終章 神話2
「んーと――どこまで話しましたっけ?」
「現場に戻ったところよ。呪言種をリックが仕留めて、逃げて、それからわたしの治療を終えて、巨人の森のほうへ呪言石を回収しに行ったって」
「ああ、はいはい、そうでした」
はにかむようにロゼールは笑った。
「んーとですね、ひとまずシュゼットさんの治療をしながら、これまでの経緯を全部聞いたんです。それで呪言石は回収してないって言うから、じゃー取りに行こうって。ただ、リックがシュゼットさんから目を離すのを嫌がってー」
「だ、だって……容態が急変するかもしれないって思ったから……」
リックは気まずそうに顔をそらした。
「私はベッドに寝かせておいたほうがいいし、心配ならリックはシュゼットさんを見てていいよー、って言ったんですけどね。私をひとりにするのも嫌がっちゃって、もー」
「だ、だって変異種の残党がいたし! またなんかあったらって思うと……!」
「そんなわけで、リックはシュゼットさんを抱っこしたまま現場にとんぼ返りです」
ロゼールはいたずらっぽく笑った。
「ただ、結果的にこれがよかったのは皮肉なんですけどねー。現場で魔女と出会っちゃったんで。シュゼットさんのおかげで助かりましたよ、本当に」
「どういう意味?」
「まず、砦があった場所には七種族が全部そろってまして――」
「空挺手もいたの? 地上の民と魔女だけじゃなくて?」
「そりゃ、あれだけの大魔術ですからね。近場の里に泊まってた空挺手も、そりゃー見物に来ますよ。私が同じ立場でも向かったでしょうからね」
シュゼットは怪訝な顔になった。
「でも変異種がいたってことは仕留め損ねてるんでしょう? 呪言種も、とどめを刺したのはリックみたいだし、そんなにすごい破壊のあとなんてあったのかしら?」
「ええ! だって――! ああ、でも初めてなら……。それはそれですごい……」
驚きの声を上げたあと、ロゼールはぶつぶつと小声でつぶやいた。それから、きりっとした顔つきでシュゼットを見つめながら、ロゼールは言った。

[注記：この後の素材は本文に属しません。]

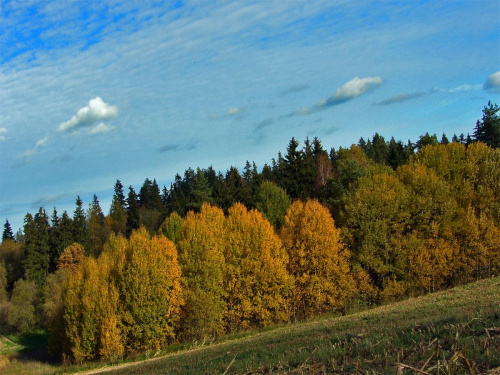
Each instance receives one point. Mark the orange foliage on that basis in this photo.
(317, 259)
(255, 277)
(201, 243)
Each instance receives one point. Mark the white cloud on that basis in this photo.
(96, 110)
(465, 87)
(355, 87)
(102, 128)
(348, 91)
(234, 111)
(493, 82)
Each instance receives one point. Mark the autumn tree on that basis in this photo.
(316, 259)
(148, 280)
(7, 232)
(256, 281)
(71, 257)
(21, 314)
(201, 258)
(91, 302)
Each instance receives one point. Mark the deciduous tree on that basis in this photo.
(256, 281)
(317, 259)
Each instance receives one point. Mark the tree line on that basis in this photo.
(218, 253)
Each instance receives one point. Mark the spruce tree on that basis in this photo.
(7, 232)
(37, 248)
(80, 227)
(487, 129)
(133, 215)
(96, 228)
(117, 211)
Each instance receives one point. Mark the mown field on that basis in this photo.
(451, 332)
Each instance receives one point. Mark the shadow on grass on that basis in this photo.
(34, 347)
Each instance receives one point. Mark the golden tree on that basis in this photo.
(317, 259)
(255, 277)
(150, 291)
(91, 303)
(201, 258)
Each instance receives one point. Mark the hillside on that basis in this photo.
(454, 331)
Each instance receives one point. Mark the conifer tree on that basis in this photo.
(80, 227)
(487, 129)
(97, 231)
(171, 227)
(201, 192)
(117, 211)
(273, 202)
(133, 215)
(37, 247)
(7, 232)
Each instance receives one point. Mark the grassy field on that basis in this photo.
(450, 332)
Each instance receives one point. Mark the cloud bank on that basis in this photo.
(348, 91)
(493, 82)
(97, 110)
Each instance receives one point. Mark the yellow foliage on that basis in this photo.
(317, 259)
(201, 258)
(128, 298)
(71, 257)
(255, 277)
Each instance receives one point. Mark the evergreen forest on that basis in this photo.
(310, 233)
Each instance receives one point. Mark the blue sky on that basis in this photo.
(94, 91)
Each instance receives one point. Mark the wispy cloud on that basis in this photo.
(2, 134)
(234, 111)
(348, 91)
(46, 200)
(405, 96)
(177, 147)
(25, 157)
(265, 123)
(293, 89)
(97, 110)
(102, 128)
(462, 88)
(493, 82)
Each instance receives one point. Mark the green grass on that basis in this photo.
(450, 332)
(445, 333)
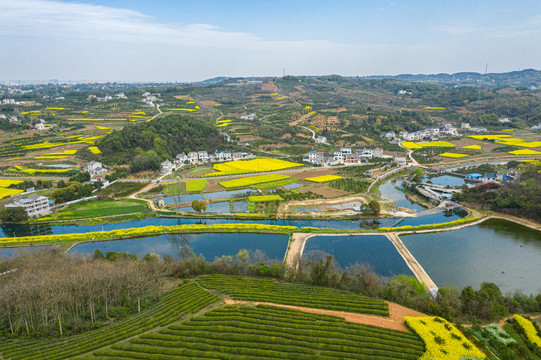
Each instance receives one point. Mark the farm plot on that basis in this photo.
(442, 340)
(265, 290)
(252, 180)
(269, 332)
(251, 166)
(184, 300)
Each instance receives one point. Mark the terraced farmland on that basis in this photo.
(184, 300)
(265, 332)
(266, 290)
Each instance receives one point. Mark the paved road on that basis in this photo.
(33, 178)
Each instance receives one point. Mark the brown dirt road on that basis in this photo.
(395, 320)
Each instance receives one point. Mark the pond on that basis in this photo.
(373, 250)
(61, 166)
(445, 180)
(17, 230)
(497, 251)
(267, 246)
(390, 192)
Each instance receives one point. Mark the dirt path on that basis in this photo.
(284, 208)
(412, 263)
(146, 188)
(395, 320)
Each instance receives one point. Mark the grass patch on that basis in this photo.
(196, 185)
(324, 178)
(121, 189)
(93, 209)
(252, 180)
(265, 198)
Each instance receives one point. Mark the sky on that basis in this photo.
(184, 41)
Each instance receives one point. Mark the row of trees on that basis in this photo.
(520, 198)
(163, 138)
(55, 294)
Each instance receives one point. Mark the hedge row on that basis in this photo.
(267, 290)
(186, 299)
(237, 332)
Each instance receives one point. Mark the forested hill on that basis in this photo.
(167, 136)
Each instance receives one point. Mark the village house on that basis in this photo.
(35, 205)
(166, 167)
(95, 168)
(400, 160)
(203, 156)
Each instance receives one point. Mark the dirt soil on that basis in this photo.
(395, 320)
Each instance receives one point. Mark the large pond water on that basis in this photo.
(375, 251)
(498, 251)
(13, 230)
(389, 191)
(444, 180)
(264, 246)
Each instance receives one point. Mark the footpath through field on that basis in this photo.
(395, 321)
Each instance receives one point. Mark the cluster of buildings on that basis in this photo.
(95, 168)
(203, 157)
(431, 133)
(150, 99)
(35, 205)
(493, 177)
(343, 156)
(478, 129)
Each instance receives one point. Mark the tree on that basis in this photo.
(375, 207)
(199, 206)
(10, 214)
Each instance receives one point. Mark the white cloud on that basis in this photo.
(83, 21)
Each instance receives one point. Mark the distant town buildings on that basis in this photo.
(342, 156)
(95, 168)
(35, 205)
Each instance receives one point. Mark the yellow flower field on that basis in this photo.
(34, 171)
(520, 142)
(488, 137)
(411, 145)
(472, 147)
(95, 119)
(8, 182)
(436, 144)
(196, 185)
(143, 231)
(52, 157)
(252, 180)
(442, 340)
(9, 192)
(251, 166)
(264, 198)
(529, 329)
(452, 155)
(324, 178)
(525, 152)
(94, 150)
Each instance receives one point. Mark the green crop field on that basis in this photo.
(267, 332)
(266, 290)
(184, 300)
(93, 209)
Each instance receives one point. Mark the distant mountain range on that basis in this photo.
(525, 78)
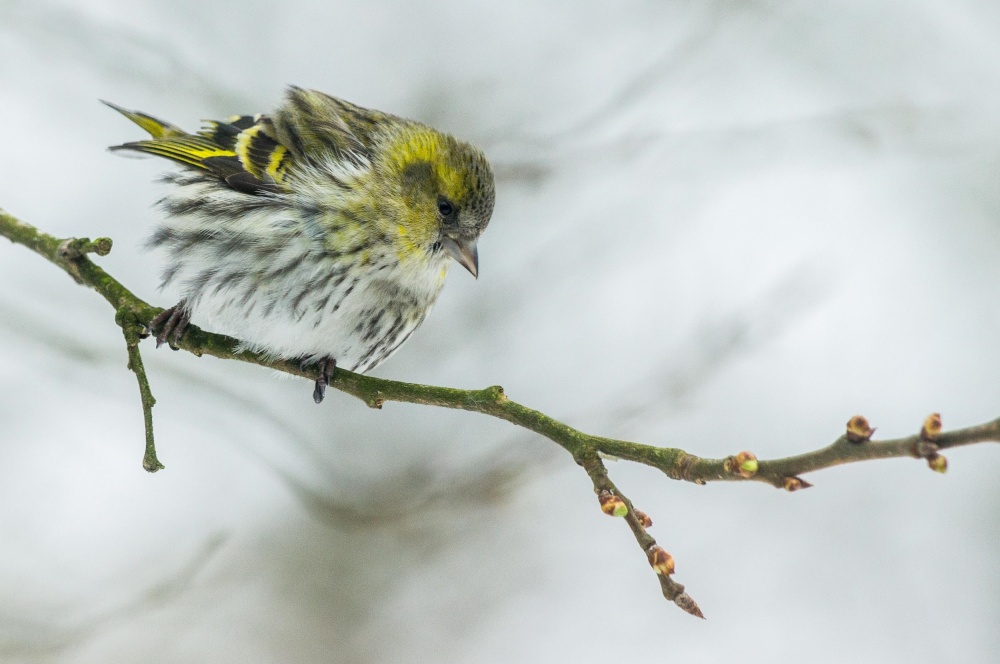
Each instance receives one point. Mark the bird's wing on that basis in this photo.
(241, 150)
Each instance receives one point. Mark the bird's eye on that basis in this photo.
(446, 208)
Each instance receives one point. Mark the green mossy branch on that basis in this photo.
(133, 315)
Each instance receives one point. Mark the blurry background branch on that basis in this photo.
(133, 315)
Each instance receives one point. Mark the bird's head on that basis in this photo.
(448, 189)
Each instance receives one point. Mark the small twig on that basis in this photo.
(133, 332)
(671, 589)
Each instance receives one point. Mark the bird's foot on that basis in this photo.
(169, 325)
(326, 368)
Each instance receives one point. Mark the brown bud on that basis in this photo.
(795, 483)
(611, 504)
(858, 429)
(661, 561)
(743, 464)
(937, 463)
(932, 427)
(685, 602)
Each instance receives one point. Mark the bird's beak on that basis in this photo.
(464, 251)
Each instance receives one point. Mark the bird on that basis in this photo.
(321, 232)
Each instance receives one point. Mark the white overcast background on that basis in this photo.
(719, 226)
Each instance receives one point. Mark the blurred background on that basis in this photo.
(720, 226)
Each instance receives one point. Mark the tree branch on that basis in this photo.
(133, 315)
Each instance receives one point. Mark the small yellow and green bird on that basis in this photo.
(321, 232)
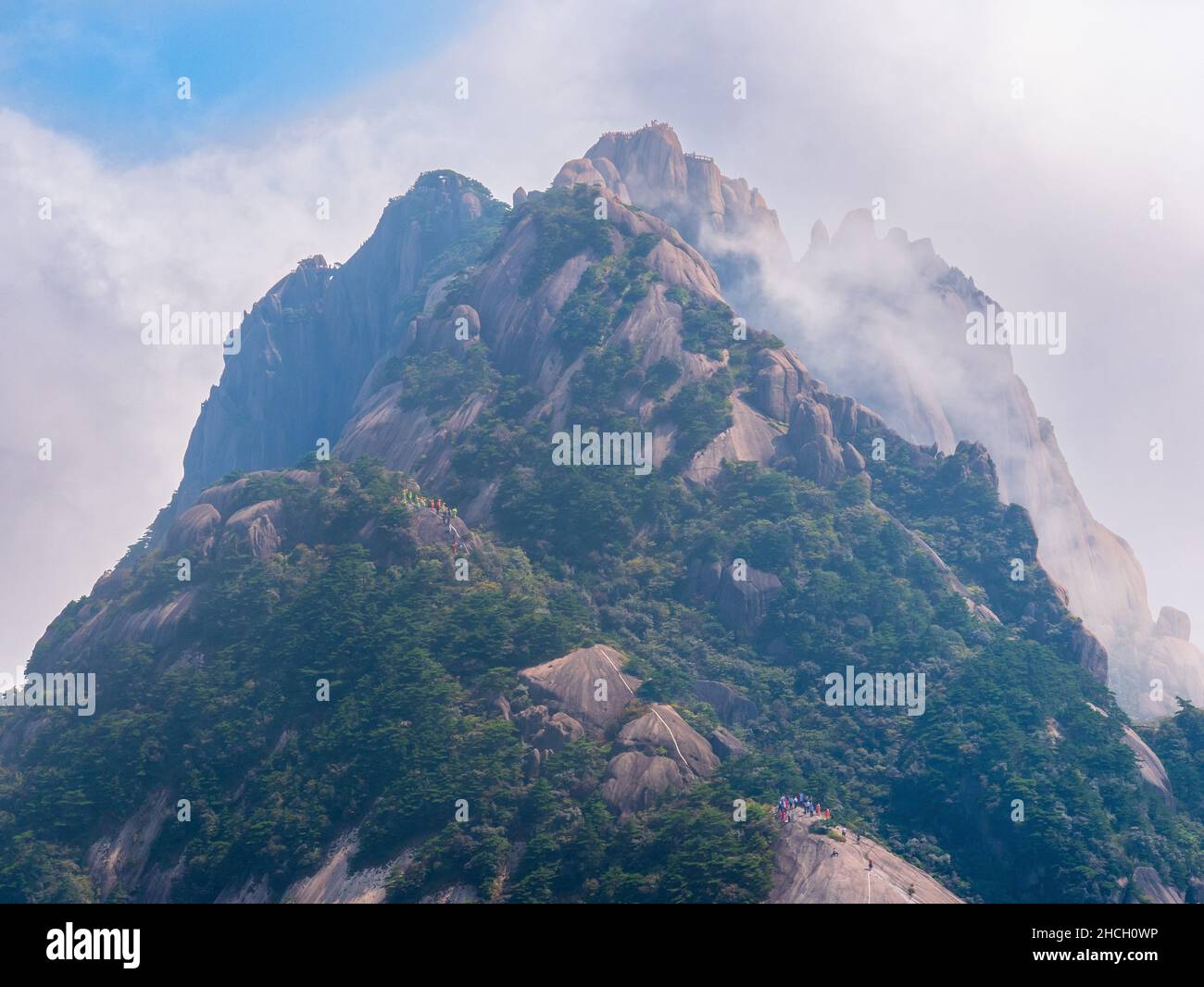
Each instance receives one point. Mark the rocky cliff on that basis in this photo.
(884, 320)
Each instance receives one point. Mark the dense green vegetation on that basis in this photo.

「じゃー、結論だけお話しますね。まずシュゼットさんが使った大魔術の影響で、砦を中心に半径五ウィア(およそ四キロ)ほどが消滅しました。さらに大魔術の衝撃で、砦より五ウィア以上離れた場所にあった森の木々も、全部なぎ払われてます。呪言種が死んで森の大きさが元通りになった影響もあって、実質上、巨人の森は消滅ですね、完璧に。砦を中心に、巨大な隕石でも落下したみたいなことになってますよ」
「……三十七倍増幅なんて生まれて初めてやったけど、とんでもないことになるみたいね」
「はい、とんでもないことになってます!」
きらきらした目でロゼールは語った。
「今でも鮮明に思い出せます……! 本当にすごくて! 私、心の底からびっくりしたんですよ? 魔力の残滓からでもわかる、素晴らしい練り込み! いったん拡散させたうえで収束し、魔力の粒子ひとつひとつを極限まで圧縮! それを一挙に解放することで得たであろう恐るべき爆発力! あんなの初めてです! ああ、それ以前に魔術を使った直後でもないのに、魔力を感じ取れること自体が破格すぎるんですよ! あんな現象、起きるんですねー! 私、初めて知りました!」
「別に意図したものではないわよ?」
単に放った魔力が厖大すぎて残っていただけだろう。
「いえいえ! ただ無作為に魔術を使っただけじゃー、無限の魔力を消費しようがあんな破壊力は出せません! あれは間違いなくシュゼットさんの実力あってこそ!」
「ちょっと、落ち着きなさい……」
ロゼールが鼻息荒く顔を寄せてくるので、シュゼットは手を使って、引き離さねばならなかった。
きょとんとした顔のロゼールだったが、すぐに自分の行動を省みたらしく、ハッとした様子で咳払いをした。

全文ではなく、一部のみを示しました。